How the numbers on this site are produced, checked, and labeled. Read this before quoting anything.

The three gates

A quantitative claim ships only when it clears three independent gates:

  1. Proof. An analytical statement with a written proof, technique named, peer-legible.
  2. Numeric cross-check. A verification script that checks the closed form against brute-force computation. Every proposition in the theory and game-theory papers has one; the theory paper's core theorems are additionally verified on hundreds of random structures.
  3. Monte-Carlo robustness. The qualitative claim must survive random parameter draws, reported as the share of the sampled space on which it holds, with the failure region characterized.

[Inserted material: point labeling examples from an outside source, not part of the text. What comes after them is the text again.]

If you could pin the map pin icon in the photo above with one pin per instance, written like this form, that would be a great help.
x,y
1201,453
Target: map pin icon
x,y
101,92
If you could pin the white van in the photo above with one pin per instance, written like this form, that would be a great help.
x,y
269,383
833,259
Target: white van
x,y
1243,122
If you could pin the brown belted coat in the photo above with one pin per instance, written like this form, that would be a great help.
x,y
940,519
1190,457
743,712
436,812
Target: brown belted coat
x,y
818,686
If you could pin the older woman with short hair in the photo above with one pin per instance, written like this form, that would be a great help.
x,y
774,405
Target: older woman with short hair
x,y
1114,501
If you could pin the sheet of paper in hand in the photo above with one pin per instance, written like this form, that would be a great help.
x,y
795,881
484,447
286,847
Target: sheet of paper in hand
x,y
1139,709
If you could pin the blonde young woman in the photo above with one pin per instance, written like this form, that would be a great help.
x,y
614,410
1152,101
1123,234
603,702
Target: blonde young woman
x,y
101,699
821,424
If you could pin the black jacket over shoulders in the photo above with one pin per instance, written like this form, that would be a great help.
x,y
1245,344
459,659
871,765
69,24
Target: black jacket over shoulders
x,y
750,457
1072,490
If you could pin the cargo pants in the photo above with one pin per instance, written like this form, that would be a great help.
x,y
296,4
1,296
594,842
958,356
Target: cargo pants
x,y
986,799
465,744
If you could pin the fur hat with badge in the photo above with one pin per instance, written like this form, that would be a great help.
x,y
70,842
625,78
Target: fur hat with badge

One gate alone is a conjecture, a coincidence, or a stylized fact; a claim needs all three to be stated as a result.

Epistemic labels

Results carry their status explicitly, and the labels mean what they say:

  • Measured: computed from sourced, per-edge documented data (registries, price lists, regulations, benchmark suites), with a confidence flag on every edge and, for load-bearing claims, an independent adversarial re-verification against primary sources.
  • Pipeline: computed end-to-end on stylized intensities under an ordinal discipline; reported only as signs, ordinal strengths, and rankings robust across weight realizations, never as point estimates.
  • MC-supported: a conjecture that survived Monte-Carlo search without a counterexample, awaiting proof.
  • Programme: stated, motivated, and scheduled, with no result claimed.

Policy instruments get the same treatment: a provision is treated as an upper bound on the protection it names, its delivery as a question of enforcement, and its compliance costs as part of the ledger. No instrument is credited with an outcome without a dated receipt.

Reproducibility

Each project carries a verify/ directory whose scripts regenerate every in-text number and figure from the raw data, with fixed seeds and self-checks that abort on any mismatch. The two interactive explorers are generated from the same data and models: the graph explorer is built from the measured CSVs, and the model explorer embeds test vectors from the Python verification suite and re-runs them in your browser at every load, refusing to display if its JavaScript disagrees with the verified models beyond 10⁻⁹.